Well…let’s see…there does seem to be a diversity of opinion here.
First we have the notion that there should be no discount at all on Katrina cars, since the bad ones were sent immediately to the crusher.
Then we have the opinion that all Katrina cars aren’t even worth 2 cents on the dollar (which by the way is a 98% discount which is actually an answer to my question).
I would disagree with the notion that I should expect no discount.
This site says, “These damaged cars, sometimes called “Katrina cars,” can occasionally be repaired, returned to “like new” condition, and sold to interested parties. Thousands of these damaged cars, trucks and other vehicles are sold at reasonable discounts at auctions all over the country.”
This site says,
"Serious natural weather events that damage and destroy cars also present an opportunity for people who want to pick up great bargains, especially with repairable and rebuildable vehicles that have been declared total losses by insurance companies. As long as the seller is honest and up-front with what is being sold, and the buyer is completely aware of what he is purchasing, some outstanding deals can be had. "
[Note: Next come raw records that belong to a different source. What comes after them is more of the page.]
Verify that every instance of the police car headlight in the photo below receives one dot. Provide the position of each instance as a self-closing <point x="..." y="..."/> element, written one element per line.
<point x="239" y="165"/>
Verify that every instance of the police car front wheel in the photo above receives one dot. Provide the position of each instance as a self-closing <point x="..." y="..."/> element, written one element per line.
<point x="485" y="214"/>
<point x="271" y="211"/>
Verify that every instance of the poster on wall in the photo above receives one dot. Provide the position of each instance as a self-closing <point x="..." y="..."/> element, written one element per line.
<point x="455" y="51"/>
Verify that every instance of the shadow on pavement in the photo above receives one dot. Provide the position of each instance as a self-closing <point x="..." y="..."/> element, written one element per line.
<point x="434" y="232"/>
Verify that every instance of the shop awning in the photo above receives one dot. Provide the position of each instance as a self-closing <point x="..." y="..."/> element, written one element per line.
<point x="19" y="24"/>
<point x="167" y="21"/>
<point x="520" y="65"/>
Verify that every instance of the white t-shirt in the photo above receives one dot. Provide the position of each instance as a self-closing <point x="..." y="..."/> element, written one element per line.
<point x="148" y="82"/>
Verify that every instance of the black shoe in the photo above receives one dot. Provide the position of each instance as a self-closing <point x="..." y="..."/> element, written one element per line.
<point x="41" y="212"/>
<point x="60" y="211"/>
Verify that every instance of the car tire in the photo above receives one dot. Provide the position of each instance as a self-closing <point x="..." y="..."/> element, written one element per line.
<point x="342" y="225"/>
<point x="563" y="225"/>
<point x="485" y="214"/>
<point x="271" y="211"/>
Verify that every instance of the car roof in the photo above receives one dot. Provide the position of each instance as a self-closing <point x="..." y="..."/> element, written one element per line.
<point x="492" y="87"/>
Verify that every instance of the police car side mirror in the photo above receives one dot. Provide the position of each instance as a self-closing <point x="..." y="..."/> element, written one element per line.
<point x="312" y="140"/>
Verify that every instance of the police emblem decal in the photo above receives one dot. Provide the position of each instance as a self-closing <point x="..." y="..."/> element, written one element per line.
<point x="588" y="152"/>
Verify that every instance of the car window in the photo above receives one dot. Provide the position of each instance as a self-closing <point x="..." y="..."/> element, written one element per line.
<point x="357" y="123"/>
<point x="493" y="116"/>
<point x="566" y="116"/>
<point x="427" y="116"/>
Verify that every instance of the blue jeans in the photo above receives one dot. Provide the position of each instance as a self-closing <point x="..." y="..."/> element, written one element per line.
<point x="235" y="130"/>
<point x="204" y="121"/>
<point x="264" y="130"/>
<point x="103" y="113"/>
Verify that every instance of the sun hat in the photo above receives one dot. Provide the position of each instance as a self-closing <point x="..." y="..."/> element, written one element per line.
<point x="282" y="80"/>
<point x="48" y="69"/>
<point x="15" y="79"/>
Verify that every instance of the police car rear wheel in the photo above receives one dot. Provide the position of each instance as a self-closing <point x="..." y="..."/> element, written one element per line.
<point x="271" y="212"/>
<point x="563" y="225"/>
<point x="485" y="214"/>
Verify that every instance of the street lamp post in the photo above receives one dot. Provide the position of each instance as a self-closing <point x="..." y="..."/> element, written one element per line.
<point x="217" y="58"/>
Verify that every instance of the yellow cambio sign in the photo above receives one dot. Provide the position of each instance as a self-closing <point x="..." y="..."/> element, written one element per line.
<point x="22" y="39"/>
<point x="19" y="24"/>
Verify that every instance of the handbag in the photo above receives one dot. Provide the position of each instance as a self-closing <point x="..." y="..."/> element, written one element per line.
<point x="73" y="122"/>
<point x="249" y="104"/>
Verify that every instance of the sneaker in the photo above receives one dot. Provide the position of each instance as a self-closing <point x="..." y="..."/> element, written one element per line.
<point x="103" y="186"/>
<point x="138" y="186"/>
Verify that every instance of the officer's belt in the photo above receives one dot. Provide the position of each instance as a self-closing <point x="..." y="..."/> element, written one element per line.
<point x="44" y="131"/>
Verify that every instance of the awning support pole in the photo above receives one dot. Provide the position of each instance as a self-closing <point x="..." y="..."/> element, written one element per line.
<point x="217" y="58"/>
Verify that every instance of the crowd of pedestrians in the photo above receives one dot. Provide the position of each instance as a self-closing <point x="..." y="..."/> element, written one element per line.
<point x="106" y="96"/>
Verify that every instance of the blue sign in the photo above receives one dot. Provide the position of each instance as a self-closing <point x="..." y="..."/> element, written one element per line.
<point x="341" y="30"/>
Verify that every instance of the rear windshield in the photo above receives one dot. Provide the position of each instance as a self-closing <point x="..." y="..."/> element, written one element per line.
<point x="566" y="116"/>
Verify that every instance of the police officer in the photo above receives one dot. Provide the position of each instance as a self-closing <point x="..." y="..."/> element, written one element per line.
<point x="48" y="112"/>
I know from experience that cars with salvage titles are sold at significant discounts - 20% was not unusal - even when they had been restored to “like new” condition. You can argue that if it is “like new” then there SHOULDN’T be a discount, but the reality is that with the stigma of salvage or storm damage these cars ARE sold at a discount.
May I revise my question? Does anyone have experience buying or selling a car that has a storm damage registration notation? If so, how much of a discount do you believe was due to this notation? If there was no discount, why didn’t the buyer receive one since this appears to be common practice?